13. Met as many women…err… I said met…
What became of me
I decided to become an engineer – standard achievement then would be many “A”s in my SPM exams to get a scholarship to study engineering overseas. I was awarded a scholarship (not a loan, mind you, a little “eksyen” here…) together with some top people in the country now, to read engineering at a great college and university – Brighton and Cardiff, in the UK. No slouch for a lazy bastard.
Contracted to a job for 10 years after graduation. This was the part I was not too happy about. Being a mechanical engineer with a power company, I knew I would be stuck in a power plant in the middle of nowhere.
Is that all? Work and life I mean…
I started to look out and around.
Got a job with an oilfield service company. Stuck in the middle of nowhere too! But the money was 10 times better and I got to work in a few countries.
The worldwide downturn in 1998-1998 cut my overseas, particularly in New Zealand really short. Otherwise, I could have been a Hobbit extra!
I was retrenched and had to fly back to Malaysia soonest! I was already married, with my then-wife almost seven months pregnant. We had less than a week before it was a “no-fly” for her. We were short of cash too. So we had to leave as there was no time to look for another job in New Zealand. International adventure cut short.
Moved on
By this time I had dabbled into photography, mountain biking n scuba diving. Busy with work
and baby, dabbled with writing too. At that time notebooks/pc/Macs were work stuff. Not too enamored with them while many colleagues went gaga with Mac! The Internet was new.
Wrote some articles about life in China but left them in the laptop which was returned to the company when I was released.
No bucket list but life had to reboot when I had a little baby.
Adventure vs…
Lusted after a few bikes earlier but being a responsible son n brother, couldn’t afford them. Never mind. Now, with some cash, had to make sure the baby got to eat.
I took on a sales job, with a bucket list and dreams buried somewhere… Restarting life as a fresh sales engineer.
Moving on, again
I became a sales professional for twenty years before someone decides that there was a mismatch between what the company wanted me to do, and what I had actually achieved. Thus, despite securing two multi-year and multi-million contracts, I was asked to leave.
I gladly did so as my mind was already on the track of a freelancing trainer.
Why freelance?
I only wanted only a few days a week and a month. I am revisiting my bucket list. I am rebuilding my bucket list though.
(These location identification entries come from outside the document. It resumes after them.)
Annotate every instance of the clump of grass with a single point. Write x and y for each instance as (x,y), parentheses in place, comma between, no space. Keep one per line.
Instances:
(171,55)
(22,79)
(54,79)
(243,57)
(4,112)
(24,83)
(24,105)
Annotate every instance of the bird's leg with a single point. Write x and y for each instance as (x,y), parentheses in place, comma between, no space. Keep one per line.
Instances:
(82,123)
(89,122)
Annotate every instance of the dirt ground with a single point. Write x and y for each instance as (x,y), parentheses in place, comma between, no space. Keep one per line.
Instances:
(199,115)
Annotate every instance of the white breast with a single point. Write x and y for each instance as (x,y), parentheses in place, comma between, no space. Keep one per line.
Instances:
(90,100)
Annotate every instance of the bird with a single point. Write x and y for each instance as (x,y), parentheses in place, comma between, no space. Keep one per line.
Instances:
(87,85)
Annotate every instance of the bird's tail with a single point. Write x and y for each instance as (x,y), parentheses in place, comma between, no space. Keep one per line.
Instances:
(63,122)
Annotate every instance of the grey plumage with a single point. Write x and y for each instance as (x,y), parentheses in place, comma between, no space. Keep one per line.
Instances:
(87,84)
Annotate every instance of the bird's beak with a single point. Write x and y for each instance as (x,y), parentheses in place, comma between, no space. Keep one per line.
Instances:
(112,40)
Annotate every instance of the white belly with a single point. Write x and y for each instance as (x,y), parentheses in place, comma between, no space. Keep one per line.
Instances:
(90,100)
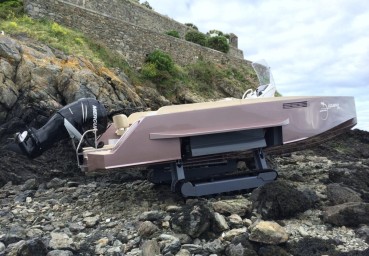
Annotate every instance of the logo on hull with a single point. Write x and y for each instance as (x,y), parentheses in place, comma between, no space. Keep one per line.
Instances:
(325,108)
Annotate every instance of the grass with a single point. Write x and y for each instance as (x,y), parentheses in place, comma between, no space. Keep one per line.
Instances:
(202,77)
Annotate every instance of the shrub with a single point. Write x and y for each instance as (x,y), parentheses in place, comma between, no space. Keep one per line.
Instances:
(147,5)
(173,33)
(196,37)
(218,43)
(149,71)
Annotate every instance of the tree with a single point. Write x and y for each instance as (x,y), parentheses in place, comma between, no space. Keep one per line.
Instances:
(219,43)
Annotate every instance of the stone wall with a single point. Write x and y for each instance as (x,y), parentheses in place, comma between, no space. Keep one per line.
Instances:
(133,42)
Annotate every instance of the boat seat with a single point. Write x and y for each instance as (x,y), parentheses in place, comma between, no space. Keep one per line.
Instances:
(121,124)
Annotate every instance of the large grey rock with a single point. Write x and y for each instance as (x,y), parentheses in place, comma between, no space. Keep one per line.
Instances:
(169,244)
(150,248)
(10,49)
(61,241)
(147,228)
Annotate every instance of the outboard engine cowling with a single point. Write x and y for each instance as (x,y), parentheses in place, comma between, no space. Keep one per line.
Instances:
(70,121)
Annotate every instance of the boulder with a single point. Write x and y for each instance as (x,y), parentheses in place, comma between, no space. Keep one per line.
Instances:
(278,199)
(233,206)
(338,194)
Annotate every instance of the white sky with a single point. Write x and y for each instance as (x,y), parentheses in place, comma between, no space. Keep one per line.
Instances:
(312,47)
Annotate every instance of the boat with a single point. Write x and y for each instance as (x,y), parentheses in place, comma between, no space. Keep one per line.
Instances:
(195,148)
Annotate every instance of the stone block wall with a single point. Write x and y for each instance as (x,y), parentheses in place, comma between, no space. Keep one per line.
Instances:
(133,42)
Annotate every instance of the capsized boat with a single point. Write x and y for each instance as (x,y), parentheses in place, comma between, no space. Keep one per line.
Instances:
(196,147)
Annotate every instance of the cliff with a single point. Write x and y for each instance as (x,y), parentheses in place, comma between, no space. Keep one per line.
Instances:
(318,206)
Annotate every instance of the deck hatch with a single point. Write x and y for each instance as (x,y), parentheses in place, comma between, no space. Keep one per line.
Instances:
(300,104)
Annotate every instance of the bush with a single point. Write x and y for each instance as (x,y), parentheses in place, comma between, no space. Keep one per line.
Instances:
(173,33)
(218,43)
(190,25)
(196,37)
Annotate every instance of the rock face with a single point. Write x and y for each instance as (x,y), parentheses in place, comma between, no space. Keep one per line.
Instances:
(318,206)
(35,82)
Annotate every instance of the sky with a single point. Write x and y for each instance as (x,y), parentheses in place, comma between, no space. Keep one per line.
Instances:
(314,48)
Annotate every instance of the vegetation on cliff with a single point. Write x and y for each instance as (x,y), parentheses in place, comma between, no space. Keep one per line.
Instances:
(203,78)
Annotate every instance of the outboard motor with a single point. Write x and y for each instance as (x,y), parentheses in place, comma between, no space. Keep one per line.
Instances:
(70,121)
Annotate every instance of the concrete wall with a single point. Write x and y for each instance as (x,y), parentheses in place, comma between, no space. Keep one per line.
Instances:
(102,21)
I consider myself to be in my third quarter (of a century). Yes, the first twenty-five years – learning, the second twenty-five years – working (primarily for other people), and then the third twenty-five years – working for me and whatever I want to do.
Freelancing allowed me to free up most of my time, and take up only the work I want to do when I want to do it. I now have less than twenty-five years (well, maybe less) to do that, and catch up (or fill up) my bucket list!